Le Conseil d’Etat suspend partiellement le règlement anti-mendicité à Namur

Une personne exclue socialement, la Ligue des droits Humains (LDH) et l’asbl Luttes Solidarités Travail (LST) se réjouissent de l’arrêt du Conseil d’Etat qui suspend partiellement les mesures d’interdiction de mendier dans certains lieux publics des communes de Namur.

Le 6 janvier 2015, un arrêt du Conseil d’Etat a largement fait droit au recours en suspension introduit par une personne ayant une longue histoire de pauvreté et d’exclusion sociale, la LDH et LST contre l’arrêté communal de la Ville de Namur réglementant la mendicité.

Le 1er juillet 2014, un arrêté communal, valable un an, visant à réglementer la mendicité, entrait en vigueur sur le territoire de la Ville de Namur. Il prévoyait l’interdiction dans tout le centre-ville et dans les principales rues de Jambes de demander l’aumône, même en proposant un service. Si la mendicité n’était pas totalement interdite, elle n’était autorisée que moyennant des conditions très restrictives, la cantonnant dans des secteurs peu fréquentés et l’assortissant de modalités abusives. Autrement dit, on avait affaire à un règlement anti-mendiants et non à un arrêté anti-pauvreté.

La mendicité a non seulement été dépénalisée en 1993 mais le Conseil d’Etat avait déjà estimé, quatre ans plus tard, qu’une commune ne pouvait l’interdire totalement et en tout temps sur son territoire, même au nom de l’ordre et de la tranquillité publics. Juridiquement, quelqu’un qui « fait la manche » n’est par conséquent plus un délinquant depuis vingt-deux ans, mais plutôt une personne nécessitant une aide sociale.
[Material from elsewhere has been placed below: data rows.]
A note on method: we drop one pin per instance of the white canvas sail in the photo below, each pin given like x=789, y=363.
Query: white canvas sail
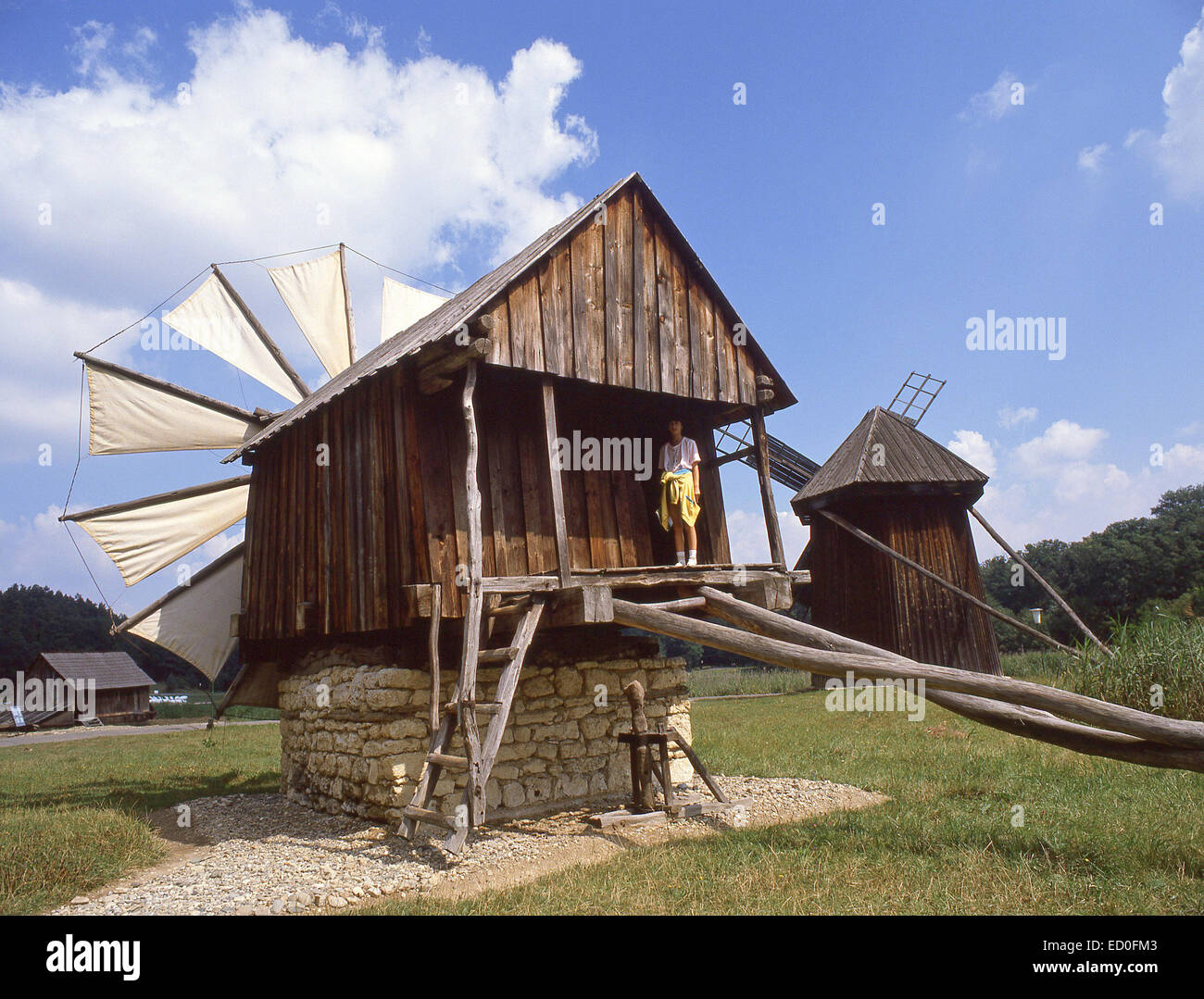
x=209, y=318
x=317, y=297
x=144, y=536
x=402, y=306
x=132, y=416
x=194, y=621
Si les communes, au nom de l’ordre et de la tranquillité publics, peuvent réglementer l’exercice de la mendicité, elles ne peuvent ce faisant aboutir à une interdiction généralisée ou à une pénalisation de ce type de comportement.

La LDH et LST se réjouissent dès lors de la suspension prononcée. Par ailleurs, nos associations se réjouissent également du fait que deux autres points du règlement incriminé ont fait l’objet de la même suspension : d’une part l’interdiction de mendier accompagné d’un mineur de moins de seize ans, car, selon l’arrêt, cette présence ne peut constituer en tant que telle un trouble à l’ordre public ;  d’autre part l’interdiction de mendier accompagné d’un animal « potentiellement dangereux ou susceptible de le devenir », tous les animaux étant « susceptibles » de devenir dangereux. De telles interdictions sont manifestement disproportionnées.

Le règlement namurois est illustratif d’une politique accrue de pénalisation communale de la mendicité. Des communes tentent en effet de contourner la dépénalisation de la mendicité en réglementant celle-ci d’une manière si stricte qu’elles en arrivent à une interdiction de fait de cette activité de survie. Ces communes, ce faisant, traitent le symptôme plutôt que la maladie, aboutissant à une lutte contre les pauvres plutôt qu’à une lutte contre la pauvreté. Le Conseil d’Etat a, quant à lui, estimé que « le droit de mener une vie conforme à la dignité́ humaine implique de pouvoir disposer de moyens d’existence, ce à quoi la mendicité́ peut concourir à défaut de meilleure solution concrète et effective ».